Даниель сдерживал рыдания. Наступила короткая пауза.
— Когда я вызвала вас в Париж, — продолжала умирающая, — я была еще на ногах и хотела, чтобы вы продолжали учиться. Но меня настигла болезнь, вы приехали слишком поздно, и я не успела обеспечить ваше будущее. Умирая, я уношу в могилу сожаление, что не довела дела до конца.
— То, что сделали вы, могла сделать только святая, — перебил ее Даниель. — Вы ничего не должны мне, я же обязан вам всей своей жизнью. Ваше благодеяние и так уже чрезмерно. Взгляните на меня, — перед вами несчастный сирота, которого вы усыновили и взяли под свое покровительство. Когда я чувствовал себя убогим и нескладным, когда надо, мной потешались, я плакал только от стыда перед вами. Простите мне дурную мысль: я часто боялся, что вам не понравится мое лицо, и трепетал от страха, что, когда вы меня увидите, мое уродство отнимет у меня крупицу вашей доброты. Подумать только, вы отнеслись ко мне как к родному сыну! Вы, такая прекрасная, протянули руку несчастному ребенку, которого никто не хотел полюбить. Чем больше надо мной смеялись, чем суровее отталкивали, чем чаще я сознавал себя беспомощным уродом, тем пламеннее я вас обожал, — ведь я понимал, как вы должны быть добры, если снизошли до меня. Идя сюда, я страстно желал быть красавцем.
Бланш улыбнулась. Такое детское обожание, такое трогательное самоуничижение заставляли ее забывать о смерти.
— Вы — дитя, — сказала она.
И умолкла, погрузившись в раздумье. В темноте она пыталась рассмотреть лицо Даниеля. Кровь быстрее заструилась в ее жилах, она вспомнила о своей молодости.
— Вы — человек больших страстей, — продолжала она, — вам будет трудно жить. Теперь, в свой смертный час, я могу только пожелать, чтобы воспоминание обо мне поддерживало вас. Мне не суждено было обеспечить ваше будущее, но, к счастью, я успела помочь вам стать на ноги, научила зарабатывать свой хлеб, всегда идти прямым и честным путем, и это сознание отчасти примиряет меня с мыслью, что так рано приходится вас покинуть. Любите меня, вспоминайте меня иногда, чтобы и за гробом я утешалась вашим поведением и любовью, как была ими утешена при жизни.
Она произнесла эти слова таким тихим и проникновенным голосом, что Даниель снова заплакал.
— Нет, — вскричал он, — не покидайте меня так, поставьте передо мной какую-нибудь цель.

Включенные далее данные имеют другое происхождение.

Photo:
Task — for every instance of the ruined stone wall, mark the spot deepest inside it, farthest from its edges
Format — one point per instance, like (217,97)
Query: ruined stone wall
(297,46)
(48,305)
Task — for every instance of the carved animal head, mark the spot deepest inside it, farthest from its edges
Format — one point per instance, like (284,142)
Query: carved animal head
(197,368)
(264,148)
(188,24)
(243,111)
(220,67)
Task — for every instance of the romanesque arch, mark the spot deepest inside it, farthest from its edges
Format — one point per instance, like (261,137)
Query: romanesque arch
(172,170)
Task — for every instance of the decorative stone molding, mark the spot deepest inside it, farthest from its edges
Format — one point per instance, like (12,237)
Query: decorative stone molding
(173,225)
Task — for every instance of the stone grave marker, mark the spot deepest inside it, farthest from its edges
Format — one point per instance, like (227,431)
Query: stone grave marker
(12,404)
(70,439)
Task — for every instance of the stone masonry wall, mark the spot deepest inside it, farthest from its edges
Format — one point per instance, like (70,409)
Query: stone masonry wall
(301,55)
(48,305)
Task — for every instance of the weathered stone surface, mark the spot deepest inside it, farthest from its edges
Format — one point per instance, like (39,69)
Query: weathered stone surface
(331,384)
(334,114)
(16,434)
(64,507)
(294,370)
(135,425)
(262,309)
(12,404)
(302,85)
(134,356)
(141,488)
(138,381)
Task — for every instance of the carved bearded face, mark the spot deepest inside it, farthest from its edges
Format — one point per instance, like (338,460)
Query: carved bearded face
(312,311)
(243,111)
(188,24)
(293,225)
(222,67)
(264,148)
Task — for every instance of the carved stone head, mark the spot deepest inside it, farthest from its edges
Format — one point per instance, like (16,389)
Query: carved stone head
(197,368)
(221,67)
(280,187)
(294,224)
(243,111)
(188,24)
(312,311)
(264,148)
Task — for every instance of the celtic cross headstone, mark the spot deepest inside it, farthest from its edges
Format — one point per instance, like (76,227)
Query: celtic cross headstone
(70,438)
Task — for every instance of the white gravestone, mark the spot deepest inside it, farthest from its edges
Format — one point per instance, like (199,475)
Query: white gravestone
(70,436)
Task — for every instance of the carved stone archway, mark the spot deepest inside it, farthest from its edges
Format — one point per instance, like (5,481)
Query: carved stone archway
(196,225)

Моя жизнь станет завтра бессмысленной, если вы исчезнете из нее так внезапно. Вот уже больше десяти лет я живу только одним стремлением угодить вам, повиноваться вашему малейшему желанию. Если я стал чем-нибудь, то лишь ради вас одной, к вам устремлялись все мои помыслы. Если больше не надо будет трудиться ради вас — у меня опустятся руки. К чему жить, для чего бороться? Помогите же мне посвятить себя чему-нибудь, дайте мне хоть чем-нибудь доказать свою благодарность!
Даниель еще не кончил говорить, когда бледное лицо г-жи де Рион вдруг просветлело от осенившей ее мысли. Она приподнялась на своем ложе, собрав все силы для борьбы с недугом.